La SAS [Adresse 3] a adressé à Madame [N] [O] épouse [R] et Monsieur [V] [R] lune mise en demeure d’avoir à payer la somme de 808,30 euros au titre des échéances impayées par lettre recommandée en date du 2 février 2024.
La SAS [E] BANQUE a prononcé la résiliation du contrat par lettre recommandée en date du 7 mars 2024.
Par acte de commissaire de justice en date du 16 octobre 2025, la SAS [Adresse 3] a fait assigner Madame [N] [O] épouse [R] et Monsieur [V] [R] devant le juge des contentieux de la protection afin de :
— à titre principal, constater la déchéance du terme du contrat de crédit,
— à titre subsidiaire, prononcer la résiliation judiciaire du contrat de crédit ,
— en tout état de cause, condamner solidairement Madame [N] [O] épouse [R] et Monsieur [V] [R] au paiement des sommes suivantes :
* 25.051,25 euros, avec intérêts au taux contractuel de 5,18% l’an, à hauteur de 21.435,39 euros à compter du 7 mars 2024, et au taux légal pour le surplus à compter de l’assignation, le tout jusqu’au parfait règlement,
* 800 euros au titre de l’article 700 du code de procédure civile et aux entiers dépens de l’instance,
— dire n’y avoir lieu d’écarter l’exécution provisoire de la présente décision.
A l’audience la SAS [E] BANQUE, représentée, maintient ses demandes, et s’en rapporte à justice quant à d’éventuels délais de paiement.
Madame [N] [O] épouse [R] a comparu et Monsieur [V] [R] était représenté par son épouse. Ils n’ont pas contesté la dette, indiquant que celle-ci serait réglée aussitôt qu’ils auraient vendu leur bien immobilier actuellement loué.
L’affaire a été mise en délibéré au 13 mai 2026.
MOTIFS DE LA DÉCISION
Sur la demande principale
Sur l’office du juge
En application de l’article R.632-1 du code de la consommation, le juge peut soulever d’office toutes les dispositions de ce code dans les litiges nés de son application.
L’article L.14-26 du code de la consommation précise que les dispositions des chapitres II et III et des sections II à VII du chapitre IV du code de la consommation sont d’ordre public.
En l’espèce, la SAS [Adresse 3] a évoqué la régularité de l’offre de prêt et a pu formuler ses observations quant au respect des dispositions d’ordre public des articles L.12-1 et suivants du code de la consommation.
Sur la recevabilité de la demande
Compte tenu du premier impayé au 3 novembre 2023 et de la date de l’assignation au 16 octobre 2025, la demande de la SAS [E] BANQUE a été formée avant l’expiration du délai biennal de forclusion de l’article R.312-35. Elle est donc recevable.

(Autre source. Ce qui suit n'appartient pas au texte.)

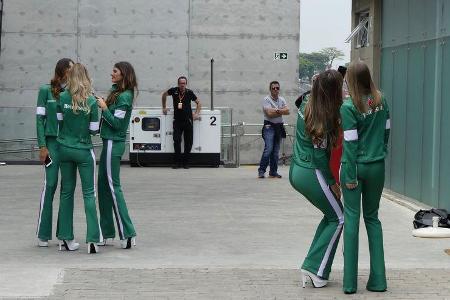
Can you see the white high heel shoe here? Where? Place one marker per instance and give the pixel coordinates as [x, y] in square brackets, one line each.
[92, 248]
[105, 242]
[127, 243]
[316, 281]
[69, 245]
[42, 243]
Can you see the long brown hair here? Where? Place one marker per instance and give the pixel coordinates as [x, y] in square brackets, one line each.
[360, 84]
[128, 82]
[60, 76]
[322, 117]
[80, 86]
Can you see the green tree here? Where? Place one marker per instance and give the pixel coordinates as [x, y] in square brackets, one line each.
[311, 63]
[331, 53]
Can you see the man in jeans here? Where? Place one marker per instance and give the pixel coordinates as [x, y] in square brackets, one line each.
[274, 108]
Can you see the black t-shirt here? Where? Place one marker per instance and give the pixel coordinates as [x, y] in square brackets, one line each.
[186, 112]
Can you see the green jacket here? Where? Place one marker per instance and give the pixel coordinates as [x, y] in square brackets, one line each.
[46, 121]
[366, 136]
[308, 155]
[116, 118]
[76, 128]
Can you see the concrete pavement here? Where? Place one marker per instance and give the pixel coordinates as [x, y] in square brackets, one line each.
[202, 234]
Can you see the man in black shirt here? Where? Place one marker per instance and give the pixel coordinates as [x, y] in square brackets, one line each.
[182, 119]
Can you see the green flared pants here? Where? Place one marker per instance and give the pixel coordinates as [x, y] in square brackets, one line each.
[83, 160]
[311, 184]
[110, 195]
[368, 192]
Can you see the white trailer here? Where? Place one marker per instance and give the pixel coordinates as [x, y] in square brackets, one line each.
[151, 138]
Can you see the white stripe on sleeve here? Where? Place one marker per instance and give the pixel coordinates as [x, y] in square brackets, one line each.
[93, 126]
[351, 135]
[40, 111]
[119, 114]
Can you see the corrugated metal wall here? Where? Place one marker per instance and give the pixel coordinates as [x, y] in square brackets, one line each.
[415, 77]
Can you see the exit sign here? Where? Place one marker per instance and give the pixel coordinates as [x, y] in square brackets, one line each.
[280, 55]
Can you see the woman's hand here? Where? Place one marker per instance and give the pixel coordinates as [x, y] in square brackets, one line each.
[351, 186]
[336, 189]
[43, 153]
[101, 103]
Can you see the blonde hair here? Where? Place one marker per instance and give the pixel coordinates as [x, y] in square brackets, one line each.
[322, 117]
[360, 84]
[80, 87]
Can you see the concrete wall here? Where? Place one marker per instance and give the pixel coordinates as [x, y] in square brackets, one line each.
[163, 40]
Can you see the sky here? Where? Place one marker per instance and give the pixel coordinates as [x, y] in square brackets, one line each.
[325, 23]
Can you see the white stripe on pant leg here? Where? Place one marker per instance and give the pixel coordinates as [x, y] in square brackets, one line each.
[41, 206]
[95, 192]
[111, 187]
[337, 209]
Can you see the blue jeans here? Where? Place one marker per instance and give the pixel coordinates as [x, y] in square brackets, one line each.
[271, 149]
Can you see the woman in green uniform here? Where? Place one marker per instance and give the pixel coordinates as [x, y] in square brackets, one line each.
[366, 126]
[79, 120]
[47, 131]
[318, 126]
[116, 112]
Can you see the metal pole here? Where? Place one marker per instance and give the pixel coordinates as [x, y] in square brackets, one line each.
[1, 21]
[212, 84]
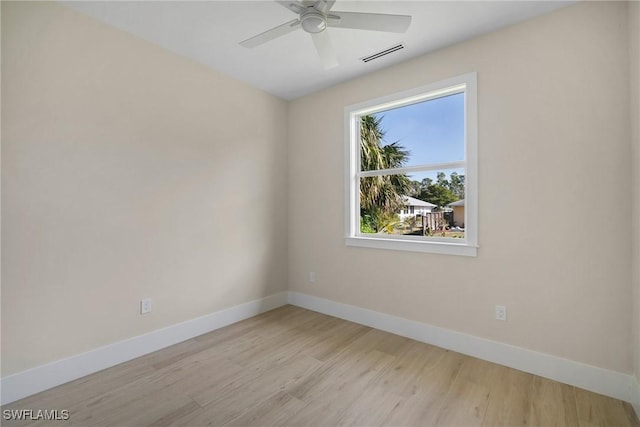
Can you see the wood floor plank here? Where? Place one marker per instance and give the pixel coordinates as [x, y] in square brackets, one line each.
[552, 404]
[275, 411]
[465, 405]
[292, 366]
[510, 399]
[598, 410]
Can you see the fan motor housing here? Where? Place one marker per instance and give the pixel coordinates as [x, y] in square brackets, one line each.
[313, 22]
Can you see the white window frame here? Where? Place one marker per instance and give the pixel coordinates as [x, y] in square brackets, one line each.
[467, 246]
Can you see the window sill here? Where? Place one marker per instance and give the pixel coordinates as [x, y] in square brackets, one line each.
[445, 248]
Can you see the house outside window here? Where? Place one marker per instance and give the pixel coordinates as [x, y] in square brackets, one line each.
[412, 170]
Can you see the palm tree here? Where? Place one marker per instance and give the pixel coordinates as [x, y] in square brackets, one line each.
[380, 196]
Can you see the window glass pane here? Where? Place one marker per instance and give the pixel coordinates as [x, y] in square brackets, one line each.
[418, 134]
[413, 204]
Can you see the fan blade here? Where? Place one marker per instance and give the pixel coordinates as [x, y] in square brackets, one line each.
[370, 21]
[271, 34]
[293, 6]
[325, 49]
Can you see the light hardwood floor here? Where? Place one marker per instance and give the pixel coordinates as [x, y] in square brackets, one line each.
[295, 367]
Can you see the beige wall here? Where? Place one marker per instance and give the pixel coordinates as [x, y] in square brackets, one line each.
[127, 172]
[553, 134]
[634, 73]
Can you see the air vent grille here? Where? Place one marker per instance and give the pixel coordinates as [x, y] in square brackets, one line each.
[383, 53]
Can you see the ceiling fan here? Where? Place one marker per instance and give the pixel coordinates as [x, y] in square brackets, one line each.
[315, 16]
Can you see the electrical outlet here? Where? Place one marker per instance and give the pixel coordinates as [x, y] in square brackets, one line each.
[145, 306]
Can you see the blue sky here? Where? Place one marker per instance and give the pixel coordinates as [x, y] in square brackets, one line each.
[432, 131]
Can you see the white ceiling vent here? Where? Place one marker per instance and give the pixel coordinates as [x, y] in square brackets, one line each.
[383, 53]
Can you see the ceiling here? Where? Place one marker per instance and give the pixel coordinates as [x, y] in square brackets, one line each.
[209, 31]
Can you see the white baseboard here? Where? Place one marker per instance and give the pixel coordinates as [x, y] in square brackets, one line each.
[26, 383]
[635, 395]
[603, 381]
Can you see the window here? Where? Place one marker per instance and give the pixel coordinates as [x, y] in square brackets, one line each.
[411, 178]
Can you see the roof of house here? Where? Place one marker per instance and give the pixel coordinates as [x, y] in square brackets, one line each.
[410, 201]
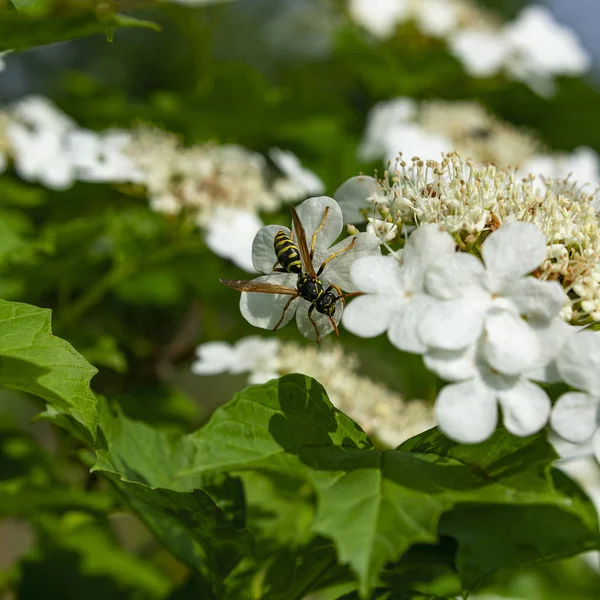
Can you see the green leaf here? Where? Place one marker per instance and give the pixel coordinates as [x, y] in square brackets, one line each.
[522, 535]
[39, 22]
[194, 518]
[78, 558]
[33, 360]
[374, 505]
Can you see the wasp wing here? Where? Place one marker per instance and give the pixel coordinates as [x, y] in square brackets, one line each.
[302, 245]
[263, 287]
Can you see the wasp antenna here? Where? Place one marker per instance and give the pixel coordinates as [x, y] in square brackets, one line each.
[334, 326]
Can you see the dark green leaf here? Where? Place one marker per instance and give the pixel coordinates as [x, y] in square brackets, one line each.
[374, 505]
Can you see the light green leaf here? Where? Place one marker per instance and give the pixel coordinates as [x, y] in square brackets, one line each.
[522, 535]
[198, 519]
[35, 361]
[79, 558]
[39, 22]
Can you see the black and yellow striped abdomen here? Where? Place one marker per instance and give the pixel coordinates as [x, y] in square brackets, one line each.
[287, 253]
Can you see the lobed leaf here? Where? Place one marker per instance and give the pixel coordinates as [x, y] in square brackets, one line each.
[375, 504]
[35, 361]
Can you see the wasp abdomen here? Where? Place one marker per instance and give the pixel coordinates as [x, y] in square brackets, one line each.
[287, 253]
[310, 289]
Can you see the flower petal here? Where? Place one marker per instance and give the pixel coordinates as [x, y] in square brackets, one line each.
[338, 271]
[452, 365]
[370, 315]
[551, 336]
[377, 274]
[255, 353]
[403, 332]
[213, 358]
[355, 197]
[466, 412]
[525, 408]
[265, 310]
[263, 249]
[514, 250]
[426, 245]
[510, 345]
[535, 298]
[449, 278]
[596, 444]
[230, 233]
[453, 324]
[578, 361]
[311, 213]
[575, 416]
[323, 323]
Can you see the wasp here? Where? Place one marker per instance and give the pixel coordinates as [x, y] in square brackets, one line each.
[297, 258]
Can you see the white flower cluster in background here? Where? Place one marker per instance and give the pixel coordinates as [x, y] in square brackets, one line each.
[381, 412]
[221, 188]
[469, 202]
[433, 127]
[435, 18]
[534, 48]
[48, 147]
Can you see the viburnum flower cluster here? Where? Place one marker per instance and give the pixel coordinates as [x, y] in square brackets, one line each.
[476, 310]
[533, 48]
[220, 188]
[432, 127]
[468, 201]
[382, 413]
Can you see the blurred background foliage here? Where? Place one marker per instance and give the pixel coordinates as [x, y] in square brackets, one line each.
[135, 291]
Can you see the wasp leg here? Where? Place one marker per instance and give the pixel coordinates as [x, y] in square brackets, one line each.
[339, 291]
[314, 324]
[287, 305]
[277, 269]
[314, 237]
[334, 255]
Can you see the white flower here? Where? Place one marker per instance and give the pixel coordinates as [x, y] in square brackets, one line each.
[415, 141]
[100, 157]
[467, 411]
[544, 46]
[230, 234]
[576, 415]
[473, 299]
[298, 181]
[379, 17]
[384, 231]
[581, 166]
[436, 17]
[251, 354]
[40, 155]
[40, 113]
[267, 310]
[356, 194]
[482, 52]
[395, 300]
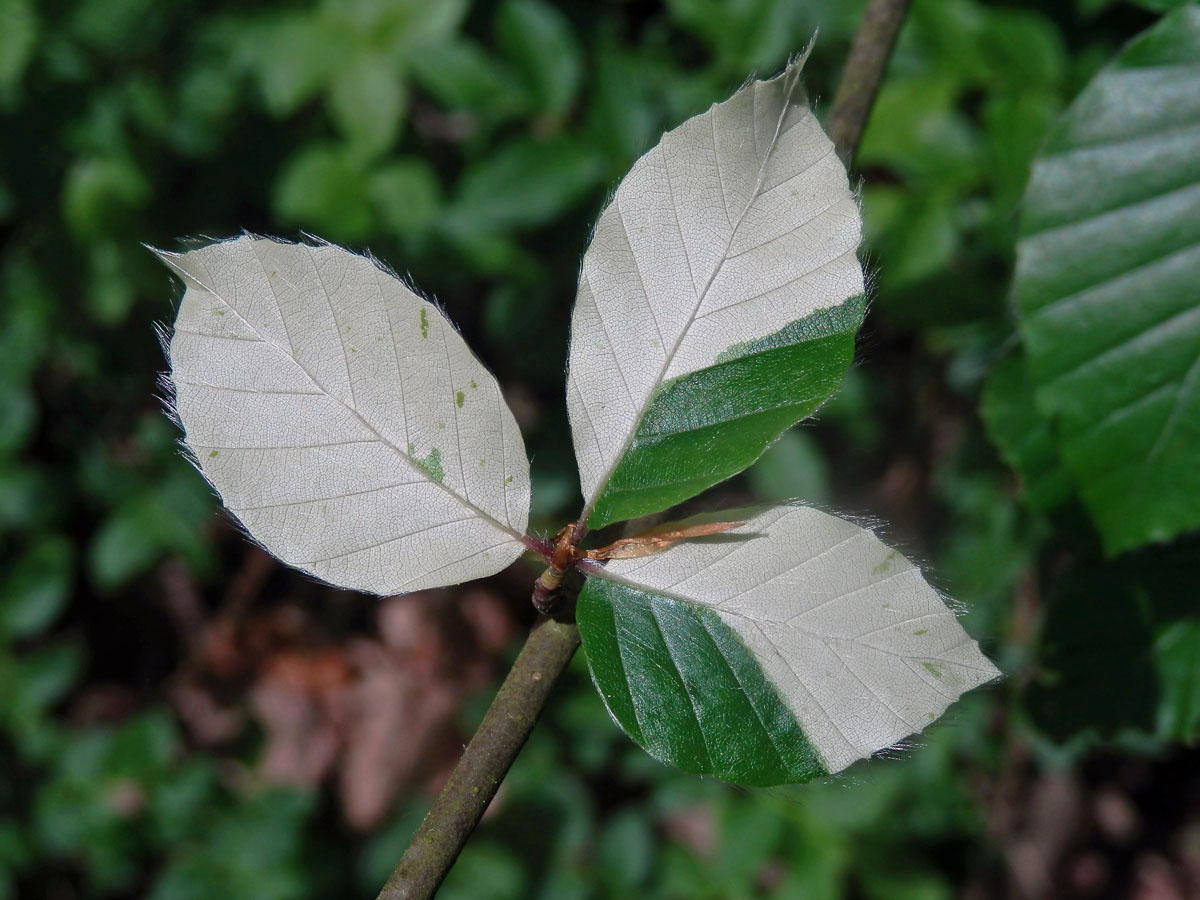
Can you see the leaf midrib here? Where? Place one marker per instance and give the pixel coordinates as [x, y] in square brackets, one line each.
[700, 300]
[419, 469]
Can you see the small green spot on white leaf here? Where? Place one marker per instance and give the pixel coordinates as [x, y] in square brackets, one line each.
[431, 463]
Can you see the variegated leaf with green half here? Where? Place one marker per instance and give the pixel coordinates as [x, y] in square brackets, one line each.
[342, 419]
[778, 652]
[1108, 287]
[718, 301]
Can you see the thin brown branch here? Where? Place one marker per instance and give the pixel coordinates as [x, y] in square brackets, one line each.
[487, 759]
[863, 75]
[551, 643]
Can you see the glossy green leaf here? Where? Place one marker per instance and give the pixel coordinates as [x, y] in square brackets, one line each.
[778, 652]
[703, 427]
[1108, 287]
[718, 303]
[1023, 436]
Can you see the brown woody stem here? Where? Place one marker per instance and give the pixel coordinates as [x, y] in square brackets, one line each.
[487, 759]
[551, 643]
[863, 73]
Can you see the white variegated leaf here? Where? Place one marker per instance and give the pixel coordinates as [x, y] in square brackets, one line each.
[736, 234]
[784, 649]
[342, 419]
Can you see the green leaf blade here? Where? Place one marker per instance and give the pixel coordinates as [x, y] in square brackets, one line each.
[708, 425]
[1108, 287]
[713, 713]
[718, 301]
[777, 652]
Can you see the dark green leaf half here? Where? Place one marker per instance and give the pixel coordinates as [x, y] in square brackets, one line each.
[1108, 287]
[703, 702]
[706, 426]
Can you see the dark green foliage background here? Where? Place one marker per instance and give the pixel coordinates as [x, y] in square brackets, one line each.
[471, 145]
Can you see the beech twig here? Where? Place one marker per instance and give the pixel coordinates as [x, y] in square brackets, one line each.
[551, 643]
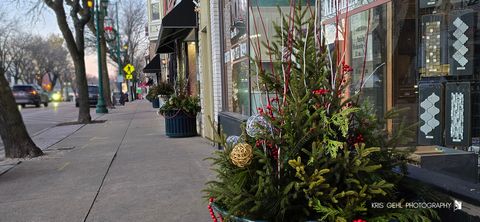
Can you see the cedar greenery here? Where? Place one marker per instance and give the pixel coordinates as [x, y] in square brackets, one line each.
[328, 157]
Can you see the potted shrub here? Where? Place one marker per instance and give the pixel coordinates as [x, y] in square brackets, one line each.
[311, 153]
[164, 91]
[180, 112]
[152, 96]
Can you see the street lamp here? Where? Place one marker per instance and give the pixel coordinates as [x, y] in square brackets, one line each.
[99, 5]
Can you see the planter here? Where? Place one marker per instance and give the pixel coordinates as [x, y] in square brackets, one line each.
[163, 99]
[156, 103]
[179, 124]
[221, 212]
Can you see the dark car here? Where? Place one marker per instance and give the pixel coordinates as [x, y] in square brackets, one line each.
[92, 96]
[118, 98]
[30, 94]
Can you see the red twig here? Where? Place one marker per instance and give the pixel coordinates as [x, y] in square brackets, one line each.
[365, 54]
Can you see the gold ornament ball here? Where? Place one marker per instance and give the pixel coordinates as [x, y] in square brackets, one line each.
[242, 155]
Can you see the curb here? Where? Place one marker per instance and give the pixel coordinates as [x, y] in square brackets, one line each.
[7, 169]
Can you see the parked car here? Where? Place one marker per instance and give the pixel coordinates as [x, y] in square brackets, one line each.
[92, 96]
[118, 98]
[30, 94]
[56, 96]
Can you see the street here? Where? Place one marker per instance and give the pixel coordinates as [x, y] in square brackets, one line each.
[39, 119]
[124, 169]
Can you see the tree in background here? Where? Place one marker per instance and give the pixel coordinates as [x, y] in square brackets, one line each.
[80, 15]
[16, 140]
[103, 46]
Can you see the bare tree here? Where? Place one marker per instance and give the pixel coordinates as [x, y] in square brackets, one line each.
[16, 140]
[132, 22]
[80, 15]
[103, 59]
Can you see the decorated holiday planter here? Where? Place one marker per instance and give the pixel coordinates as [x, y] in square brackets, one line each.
[180, 116]
[155, 103]
[180, 124]
[310, 152]
[158, 94]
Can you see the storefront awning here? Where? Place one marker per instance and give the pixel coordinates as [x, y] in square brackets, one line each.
[153, 66]
[177, 24]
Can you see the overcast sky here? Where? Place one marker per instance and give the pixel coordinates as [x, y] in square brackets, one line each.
[45, 24]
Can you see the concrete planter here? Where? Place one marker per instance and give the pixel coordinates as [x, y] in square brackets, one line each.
[179, 124]
[156, 103]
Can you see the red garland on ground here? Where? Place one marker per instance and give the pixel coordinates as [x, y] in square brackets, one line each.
[212, 214]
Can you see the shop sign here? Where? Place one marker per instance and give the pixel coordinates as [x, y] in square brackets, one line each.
[458, 115]
[330, 7]
[239, 52]
[431, 114]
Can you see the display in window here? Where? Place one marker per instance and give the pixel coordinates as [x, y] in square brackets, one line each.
[434, 61]
[429, 3]
[431, 99]
[462, 43]
[458, 117]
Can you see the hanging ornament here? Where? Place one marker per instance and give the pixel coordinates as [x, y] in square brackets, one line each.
[257, 125]
[242, 155]
[233, 140]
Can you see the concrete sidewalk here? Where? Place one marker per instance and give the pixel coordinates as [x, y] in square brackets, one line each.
[125, 169]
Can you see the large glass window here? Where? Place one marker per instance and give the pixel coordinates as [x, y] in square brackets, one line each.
[236, 67]
[368, 56]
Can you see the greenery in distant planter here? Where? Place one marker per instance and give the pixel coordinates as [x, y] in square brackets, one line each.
[162, 89]
[165, 89]
[187, 104]
[152, 94]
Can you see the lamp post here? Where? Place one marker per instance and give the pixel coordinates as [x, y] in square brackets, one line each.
[101, 108]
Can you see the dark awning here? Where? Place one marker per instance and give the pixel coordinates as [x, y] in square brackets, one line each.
[177, 24]
[153, 66]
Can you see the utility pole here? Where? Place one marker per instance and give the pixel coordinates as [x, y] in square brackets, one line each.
[119, 59]
[101, 108]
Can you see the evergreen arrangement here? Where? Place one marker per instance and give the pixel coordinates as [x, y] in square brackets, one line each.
[313, 152]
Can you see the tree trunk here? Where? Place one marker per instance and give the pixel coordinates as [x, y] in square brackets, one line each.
[105, 77]
[82, 88]
[16, 140]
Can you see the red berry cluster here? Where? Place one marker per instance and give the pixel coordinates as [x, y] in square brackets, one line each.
[320, 91]
[346, 68]
[212, 214]
[352, 140]
[269, 144]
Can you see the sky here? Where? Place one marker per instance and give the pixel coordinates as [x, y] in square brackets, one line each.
[46, 24]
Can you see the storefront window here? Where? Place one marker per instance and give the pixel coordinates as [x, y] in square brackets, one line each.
[262, 17]
[235, 42]
[368, 56]
[448, 67]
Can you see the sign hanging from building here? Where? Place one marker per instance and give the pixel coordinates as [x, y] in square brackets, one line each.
[431, 114]
[462, 28]
[330, 8]
[129, 68]
[458, 115]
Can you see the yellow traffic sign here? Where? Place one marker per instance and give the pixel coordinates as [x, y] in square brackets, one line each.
[128, 69]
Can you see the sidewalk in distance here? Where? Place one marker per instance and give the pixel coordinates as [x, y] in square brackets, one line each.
[125, 169]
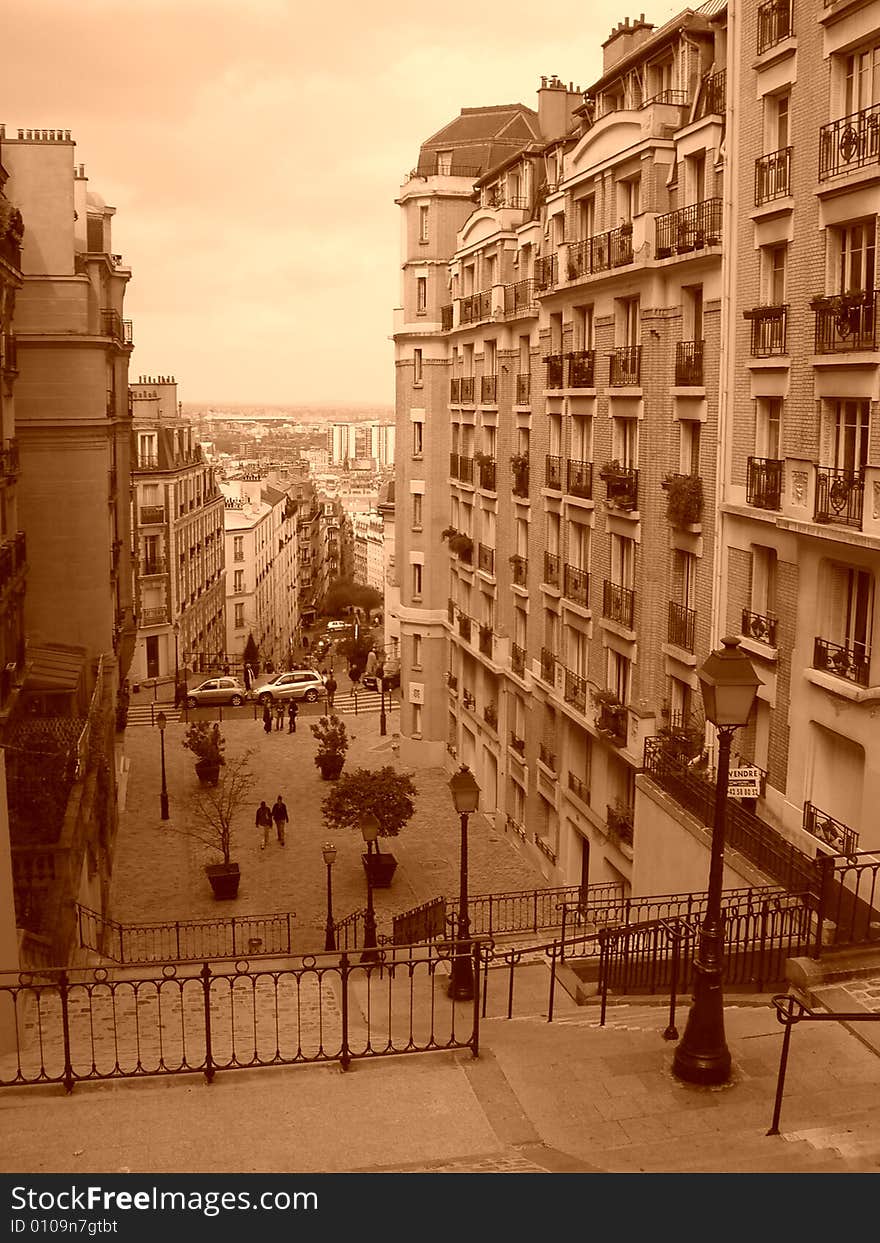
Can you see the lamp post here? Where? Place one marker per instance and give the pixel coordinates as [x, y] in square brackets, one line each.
[328, 852]
[369, 829]
[728, 685]
[466, 799]
[162, 721]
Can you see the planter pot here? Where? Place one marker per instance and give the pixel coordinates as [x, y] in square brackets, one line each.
[224, 879]
[208, 771]
[380, 868]
[331, 766]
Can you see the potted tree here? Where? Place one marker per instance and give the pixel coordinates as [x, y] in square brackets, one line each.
[384, 792]
[206, 743]
[214, 811]
[332, 746]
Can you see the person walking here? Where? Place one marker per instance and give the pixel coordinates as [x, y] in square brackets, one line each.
[264, 821]
[280, 817]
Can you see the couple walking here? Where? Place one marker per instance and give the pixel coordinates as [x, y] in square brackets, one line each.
[275, 814]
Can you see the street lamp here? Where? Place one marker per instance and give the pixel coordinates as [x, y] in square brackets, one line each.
[728, 685]
[466, 799]
[162, 721]
[328, 852]
[369, 829]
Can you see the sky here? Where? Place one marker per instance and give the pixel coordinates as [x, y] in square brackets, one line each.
[254, 149]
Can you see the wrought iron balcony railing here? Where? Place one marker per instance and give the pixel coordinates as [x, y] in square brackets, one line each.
[577, 586]
[845, 321]
[554, 371]
[839, 496]
[763, 482]
[768, 330]
[624, 366]
[852, 661]
[680, 627]
[579, 480]
[850, 142]
[689, 362]
[520, 569]
[618, 603]
[773, 175]
[582, 368]
[553, 472]
[760, 627]
[687, 229]
[774, 22]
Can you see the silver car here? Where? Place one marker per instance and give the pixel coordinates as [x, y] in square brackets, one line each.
[218, 690]
[305, 684]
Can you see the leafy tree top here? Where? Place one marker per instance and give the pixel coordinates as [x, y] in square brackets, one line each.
[384, 792]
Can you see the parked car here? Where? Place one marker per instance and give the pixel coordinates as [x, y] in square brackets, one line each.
[218, 690]
[305, 684]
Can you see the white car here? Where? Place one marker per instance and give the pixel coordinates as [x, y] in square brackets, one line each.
[305, 684]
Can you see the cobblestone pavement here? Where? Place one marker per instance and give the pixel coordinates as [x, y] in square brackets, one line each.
[158, 871]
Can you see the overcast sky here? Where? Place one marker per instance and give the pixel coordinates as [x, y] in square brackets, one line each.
[254, 149]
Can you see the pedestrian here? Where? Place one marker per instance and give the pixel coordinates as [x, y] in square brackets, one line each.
[264, 821]
[330, 686]
[280, 817]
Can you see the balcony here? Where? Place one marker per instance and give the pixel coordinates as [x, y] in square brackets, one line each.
[624, 366]
[852, 661]
[839, 496]
[773, 175]
[689, 363]
[687, 229]
[680, 625]
[553, 472]
[554, 371]
[552, 566]
[845, 322]
[763, 482]
[520, 571]
[848, 143]
[768, 330]
[489, 389]
[574, 691]
[760, 627]
[582, 368]
[520, 297]
[577, 586]
[618, 604]
[579, 480]
[774, 24]
[622, 485]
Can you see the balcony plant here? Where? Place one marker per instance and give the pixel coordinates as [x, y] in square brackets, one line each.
[332, 746]
[206, 743]
[384, 792]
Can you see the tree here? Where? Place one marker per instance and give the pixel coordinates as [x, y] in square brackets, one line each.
[215, 807]
[384, 792]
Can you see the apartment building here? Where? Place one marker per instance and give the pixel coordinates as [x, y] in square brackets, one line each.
[178, 540]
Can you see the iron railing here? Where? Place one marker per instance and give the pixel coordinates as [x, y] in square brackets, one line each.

Sur l’exigibilité de la créance
Aux termes de l’article L.312-39 du code de la consommation, en cas de défaillance de l’emprunteur, le prêteur peut exiger le remboursement immédiat du capital restant dû majoré des intérêts échus mais non-payés.
En application des articles 1224 et 1225 du code civil, la résolution peut résulter de l’application d’une clause résolutoire, qui précise les engagements dont l’inexécution entraînera la résolution du contrat. En ce cas, la résolution est subordonnée à une mise en demeure infructueuse, s’il n’a pas été convenu que celle-ci résulterait du seul fait de l’inexécution, qui ne produit effet que si elle mentionne expressément la clause résolutoire.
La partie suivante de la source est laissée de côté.